Automated Retrosynthesis Planning of Macromolecules Using Large Language Models and Knowledge Graphs
Qinyu Ma, Yuhao Zhou, Jianfeng Li
TL;DR
The paper addresses the challenge of identifying reliable synthesis pathways for macromolecules, where nomenclature and data gaps hinder retrosynthesis. It introduces an end-to-end agent that combines large language models (LLMs) with knowledge graphs (KGs) to automate literature retrieval, reaction data extraction, database querying, and retrosynthetic tree construction, augmented by a Multi-branched Reaction Pathway Search (MBRPS) and memoized DFS (MDFS). A Chain-of-Thought (CoT) framework guides the evaluation of candidate pathways, enabling ranking by practical criteria such as availability, cost, mildness, yield, scalability, and safety.
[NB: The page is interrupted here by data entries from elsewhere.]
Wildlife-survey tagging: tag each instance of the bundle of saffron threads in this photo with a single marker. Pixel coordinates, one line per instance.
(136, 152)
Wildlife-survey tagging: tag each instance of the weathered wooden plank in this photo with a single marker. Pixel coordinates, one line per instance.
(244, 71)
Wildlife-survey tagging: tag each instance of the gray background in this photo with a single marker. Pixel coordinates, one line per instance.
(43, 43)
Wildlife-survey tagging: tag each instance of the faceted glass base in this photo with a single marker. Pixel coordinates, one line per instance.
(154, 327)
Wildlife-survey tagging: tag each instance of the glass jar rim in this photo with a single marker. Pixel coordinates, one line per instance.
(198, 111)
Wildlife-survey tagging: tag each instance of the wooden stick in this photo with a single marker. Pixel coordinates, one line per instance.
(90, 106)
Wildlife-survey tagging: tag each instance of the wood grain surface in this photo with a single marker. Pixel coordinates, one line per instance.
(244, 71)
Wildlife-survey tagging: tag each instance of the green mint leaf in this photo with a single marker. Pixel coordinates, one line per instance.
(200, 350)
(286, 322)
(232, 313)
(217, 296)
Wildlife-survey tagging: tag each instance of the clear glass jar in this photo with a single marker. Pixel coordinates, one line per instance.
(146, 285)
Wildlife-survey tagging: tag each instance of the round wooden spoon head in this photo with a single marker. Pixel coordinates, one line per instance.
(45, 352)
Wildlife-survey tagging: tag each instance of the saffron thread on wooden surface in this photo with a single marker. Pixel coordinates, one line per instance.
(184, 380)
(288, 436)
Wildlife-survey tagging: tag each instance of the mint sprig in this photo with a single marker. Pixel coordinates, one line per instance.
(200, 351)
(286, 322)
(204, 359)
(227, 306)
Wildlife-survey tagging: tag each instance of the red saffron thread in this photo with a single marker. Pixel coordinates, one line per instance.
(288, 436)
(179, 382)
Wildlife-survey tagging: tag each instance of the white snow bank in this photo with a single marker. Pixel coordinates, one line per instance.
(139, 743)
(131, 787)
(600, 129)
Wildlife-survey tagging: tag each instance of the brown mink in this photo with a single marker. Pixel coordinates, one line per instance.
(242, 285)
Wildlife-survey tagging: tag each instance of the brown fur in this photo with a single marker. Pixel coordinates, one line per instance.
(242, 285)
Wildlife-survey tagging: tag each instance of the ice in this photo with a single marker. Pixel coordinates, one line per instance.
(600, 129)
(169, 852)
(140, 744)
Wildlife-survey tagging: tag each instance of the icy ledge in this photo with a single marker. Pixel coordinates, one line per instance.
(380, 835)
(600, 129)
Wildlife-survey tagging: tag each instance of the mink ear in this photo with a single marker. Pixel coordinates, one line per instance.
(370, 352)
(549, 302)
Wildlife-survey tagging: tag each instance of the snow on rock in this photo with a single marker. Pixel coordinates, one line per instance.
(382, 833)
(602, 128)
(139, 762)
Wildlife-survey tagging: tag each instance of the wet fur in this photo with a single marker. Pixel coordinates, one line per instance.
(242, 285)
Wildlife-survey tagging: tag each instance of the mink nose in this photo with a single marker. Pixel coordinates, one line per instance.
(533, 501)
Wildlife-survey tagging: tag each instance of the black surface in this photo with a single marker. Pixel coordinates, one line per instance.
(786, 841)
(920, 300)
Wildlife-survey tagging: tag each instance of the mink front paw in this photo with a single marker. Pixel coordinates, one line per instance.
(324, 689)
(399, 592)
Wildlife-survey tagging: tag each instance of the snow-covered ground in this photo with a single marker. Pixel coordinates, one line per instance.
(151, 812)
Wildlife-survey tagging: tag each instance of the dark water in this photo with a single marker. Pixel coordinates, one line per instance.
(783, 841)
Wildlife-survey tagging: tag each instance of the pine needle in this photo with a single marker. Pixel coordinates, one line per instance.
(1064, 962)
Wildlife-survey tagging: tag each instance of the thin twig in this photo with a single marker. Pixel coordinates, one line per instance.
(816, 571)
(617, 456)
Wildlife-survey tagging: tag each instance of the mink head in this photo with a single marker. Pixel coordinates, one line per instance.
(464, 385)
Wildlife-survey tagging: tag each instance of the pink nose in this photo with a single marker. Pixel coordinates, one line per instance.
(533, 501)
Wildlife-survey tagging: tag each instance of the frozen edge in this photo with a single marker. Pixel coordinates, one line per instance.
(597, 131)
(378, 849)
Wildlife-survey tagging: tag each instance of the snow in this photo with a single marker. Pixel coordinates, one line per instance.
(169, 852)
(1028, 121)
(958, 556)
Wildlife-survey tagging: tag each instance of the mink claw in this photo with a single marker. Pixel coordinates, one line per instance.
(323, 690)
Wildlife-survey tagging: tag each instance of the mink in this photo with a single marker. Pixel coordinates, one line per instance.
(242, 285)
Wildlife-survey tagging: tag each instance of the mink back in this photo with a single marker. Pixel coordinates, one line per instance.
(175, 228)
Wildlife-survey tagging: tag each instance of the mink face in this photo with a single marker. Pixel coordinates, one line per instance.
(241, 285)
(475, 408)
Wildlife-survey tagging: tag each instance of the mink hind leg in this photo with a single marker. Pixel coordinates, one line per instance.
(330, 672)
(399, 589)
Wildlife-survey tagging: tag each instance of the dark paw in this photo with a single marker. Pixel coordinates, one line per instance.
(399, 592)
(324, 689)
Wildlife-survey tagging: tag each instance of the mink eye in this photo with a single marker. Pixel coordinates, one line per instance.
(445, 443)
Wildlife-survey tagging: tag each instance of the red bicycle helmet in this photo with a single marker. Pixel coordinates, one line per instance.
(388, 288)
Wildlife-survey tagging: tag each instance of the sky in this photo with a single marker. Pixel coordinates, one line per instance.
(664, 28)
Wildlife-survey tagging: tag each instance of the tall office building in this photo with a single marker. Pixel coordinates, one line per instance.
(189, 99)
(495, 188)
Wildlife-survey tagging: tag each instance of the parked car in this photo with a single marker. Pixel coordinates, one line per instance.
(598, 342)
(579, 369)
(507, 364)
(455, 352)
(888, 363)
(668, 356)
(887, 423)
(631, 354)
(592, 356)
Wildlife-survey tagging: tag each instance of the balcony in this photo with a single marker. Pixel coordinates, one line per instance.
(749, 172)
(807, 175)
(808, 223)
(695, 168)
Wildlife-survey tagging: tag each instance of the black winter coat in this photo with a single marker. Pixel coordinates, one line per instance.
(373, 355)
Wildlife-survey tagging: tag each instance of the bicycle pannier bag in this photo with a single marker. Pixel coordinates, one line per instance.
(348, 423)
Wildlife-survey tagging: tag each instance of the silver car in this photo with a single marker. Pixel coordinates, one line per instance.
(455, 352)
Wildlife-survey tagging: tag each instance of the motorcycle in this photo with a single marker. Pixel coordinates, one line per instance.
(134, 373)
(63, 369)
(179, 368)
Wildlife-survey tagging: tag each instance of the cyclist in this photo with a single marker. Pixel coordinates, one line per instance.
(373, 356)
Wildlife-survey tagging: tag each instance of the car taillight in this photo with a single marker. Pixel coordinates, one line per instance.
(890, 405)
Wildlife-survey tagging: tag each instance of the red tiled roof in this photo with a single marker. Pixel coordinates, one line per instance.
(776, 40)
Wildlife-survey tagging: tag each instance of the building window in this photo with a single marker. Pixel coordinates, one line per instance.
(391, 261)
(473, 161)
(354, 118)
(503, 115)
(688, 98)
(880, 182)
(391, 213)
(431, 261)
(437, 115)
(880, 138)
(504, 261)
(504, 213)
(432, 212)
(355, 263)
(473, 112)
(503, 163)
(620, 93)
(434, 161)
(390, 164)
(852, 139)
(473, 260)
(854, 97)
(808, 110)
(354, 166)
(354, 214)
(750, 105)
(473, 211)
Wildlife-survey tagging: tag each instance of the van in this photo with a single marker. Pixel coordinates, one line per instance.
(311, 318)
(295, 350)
Demonstrated on polyimide, the approach yields hundreds of both known and novel pathways, illustrating potential for broader macromolecular synthesis planning and faster materials discovery, with code available for reproducibility.
Abstract
Identifying reliable synthesis pathways in materials chemistry is a complex task, particularly in polymer science, due to the intricate and often non-unique nomenclature of macromolecules. To address this challenge, we propose an agent system that integrates large language models (LLMs) and knowledge graphs. By leveraging LLMs' powerful capabilities for extracting and recognizing chemical substance names, and storing the extracted data in a structured knowledge graph, our system fully automates the retrieval of relevant literatures, extraction of reaction data, database querying, construction of retrosynthetic pathway trees, further expansion through the retrieval of additional literature and recommendation of optimal reaction pathways. By considering the complex interdependencies among chemical reactants, a novel Multi-branched Reaction Pathway Search Algorithm (MBRPS) is proposed to help identify all valid multi-branched reaction pathways, which arise when a single product decomposes into multiple reaction intermediates. In contrast, previous studies were limited to cases where a product decomposes into at most one reaction intermediate. This work represents the first attempt to develop a fully automated retrosynthesis planning agent tailored specially for macromolecules powered by LLMs. Applied to polyimide synthesis, our new approach constructs a retrosynthetic pathway tree with hundreds of pathways and recommends optimized routes, including both known and novel pathways. This demonstrates utilizing LLMs for literature consultation to accomplish specific tasks is possible and crucial for future materials research, given the vast amount of materials-related literature.